An idea that just came to my mind and could be combined with the current “open notebook science by default” software architecture of Open Ethnographer: creating the codings with a pseudonymous author.

This means, your codings are still visible, right in the live material, to other ethnographers and to web visitors, and they are free to reuse and remix (depending on licence of course). But, they are not connected to being authored by a specific person (resp. Drupal user account). Only the coder herself can make that connection, by knowing their coder pseudonym (which is different from their username).

I don’t think that would work

The typical concern with ONS is not privacy. It is: people are going to use my work to publish before I do! My own research is going to be put down by reviewers as derivative, because someone else takes the credit for my work! Pseudonyms are not going to help a lot with these concerns. On the contrary.

Ah ok, the academic imperative …

This might be the main concern with open notebook ethnography. A possible motivator to make researchers share their coding work would be the “open data” approach: raw data is more valuable to everyone when shared and aggregated (… counting the coding under “data” for a moment), the original value of a research would be in the analysis. This would allow researchers to base their analysis on a massive amount of coded material, more than they could code on their own. A further motivator would be an open data licence that enforces re-sharing of derivative work, like GPL or even AGPL for software.

Maybe the ethnographic researchers coming across the above post might also care to comment on the perceived attractiveness and feasibility of such an open data approach in ethnography. Because that’s also relevant for the Open Ethnographer software design (reuse of others’ coding work could, for example, be supported by allowing to assemble ontologies of “virtual” codes that aggregate some codes of others each).

visible to web visitors

“your codings are still visible…to web visitors”

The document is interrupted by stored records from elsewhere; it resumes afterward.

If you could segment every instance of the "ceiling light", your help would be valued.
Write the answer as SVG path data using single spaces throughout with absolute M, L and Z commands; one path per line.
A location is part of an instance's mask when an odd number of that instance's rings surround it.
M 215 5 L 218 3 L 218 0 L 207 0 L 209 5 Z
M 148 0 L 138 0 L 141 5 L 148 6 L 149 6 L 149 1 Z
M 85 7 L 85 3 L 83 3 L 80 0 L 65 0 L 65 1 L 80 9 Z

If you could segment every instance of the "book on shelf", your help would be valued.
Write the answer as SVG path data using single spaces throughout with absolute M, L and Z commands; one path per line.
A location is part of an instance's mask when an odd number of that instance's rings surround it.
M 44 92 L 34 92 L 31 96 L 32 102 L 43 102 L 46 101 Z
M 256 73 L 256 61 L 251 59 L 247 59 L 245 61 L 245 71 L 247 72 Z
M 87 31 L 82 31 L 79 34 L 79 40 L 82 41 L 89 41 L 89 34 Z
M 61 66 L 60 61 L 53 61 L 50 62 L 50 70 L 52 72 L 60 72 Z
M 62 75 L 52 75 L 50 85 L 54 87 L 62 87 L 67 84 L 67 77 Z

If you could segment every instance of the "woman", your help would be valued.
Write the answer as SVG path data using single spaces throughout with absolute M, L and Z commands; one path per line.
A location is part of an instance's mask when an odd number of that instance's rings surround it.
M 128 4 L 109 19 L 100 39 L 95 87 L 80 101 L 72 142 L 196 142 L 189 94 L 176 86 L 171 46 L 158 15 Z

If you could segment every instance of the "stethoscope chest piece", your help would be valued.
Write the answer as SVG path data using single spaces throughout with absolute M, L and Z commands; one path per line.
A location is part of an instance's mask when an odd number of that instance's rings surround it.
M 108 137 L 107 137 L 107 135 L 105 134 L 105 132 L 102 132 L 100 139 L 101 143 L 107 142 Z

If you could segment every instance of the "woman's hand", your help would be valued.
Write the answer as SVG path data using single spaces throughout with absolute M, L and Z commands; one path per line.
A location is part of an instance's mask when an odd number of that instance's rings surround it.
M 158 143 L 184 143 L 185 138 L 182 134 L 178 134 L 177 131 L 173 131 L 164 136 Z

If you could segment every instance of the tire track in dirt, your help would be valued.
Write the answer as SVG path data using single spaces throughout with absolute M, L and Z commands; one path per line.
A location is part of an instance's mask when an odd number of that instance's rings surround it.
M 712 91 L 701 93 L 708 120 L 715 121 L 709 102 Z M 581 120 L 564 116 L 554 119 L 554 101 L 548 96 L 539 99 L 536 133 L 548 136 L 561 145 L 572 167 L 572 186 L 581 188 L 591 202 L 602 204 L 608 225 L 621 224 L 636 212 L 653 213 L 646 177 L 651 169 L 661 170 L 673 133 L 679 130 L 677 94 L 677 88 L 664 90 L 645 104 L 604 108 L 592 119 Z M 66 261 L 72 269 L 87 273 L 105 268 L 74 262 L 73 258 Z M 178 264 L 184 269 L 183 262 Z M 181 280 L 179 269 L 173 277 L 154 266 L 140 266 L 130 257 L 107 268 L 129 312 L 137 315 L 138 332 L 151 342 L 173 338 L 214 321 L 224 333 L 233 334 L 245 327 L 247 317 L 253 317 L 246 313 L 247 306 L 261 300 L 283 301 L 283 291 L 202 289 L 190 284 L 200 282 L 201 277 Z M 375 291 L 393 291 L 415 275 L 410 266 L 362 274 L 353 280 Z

I have two conflicting opinions about this. I could imagine ethnographers being inhibited to code accurately, if their codings are immediately visible to the participants. Although: on ethical grounds, it seems clear that you should be able to see what the ethnographers are saying about you.

1 Like

It’s also about giving back.

Thanks for identifying these difficult points in public coding! Having research subjects and researchers on the same platform, even interacting on the platform, some even being both subject in one context and researcher in another creates indeed an “interesting” new social context. Away from being the disempowered object of a study (that’s what I like of the effects).

One more thing I like specifically about public coding is: it’s semantic markup added to a user’s texts “for free”, something that’s not economically possible anywhere else on the web. This markup could then serve a double purpose to help users navigating their platform and interacting with each other. Think tools like basic semantic search. Maybe these benefits can help people over the 'bit awkward situation of being a research subject …

how many ethnographers do we expect?

is this issue likely to occur? It seems unlikely to me that we’ll have  multiple ethnographers in such fierce competition that social norms won’t hold them back from stealing one another’s work.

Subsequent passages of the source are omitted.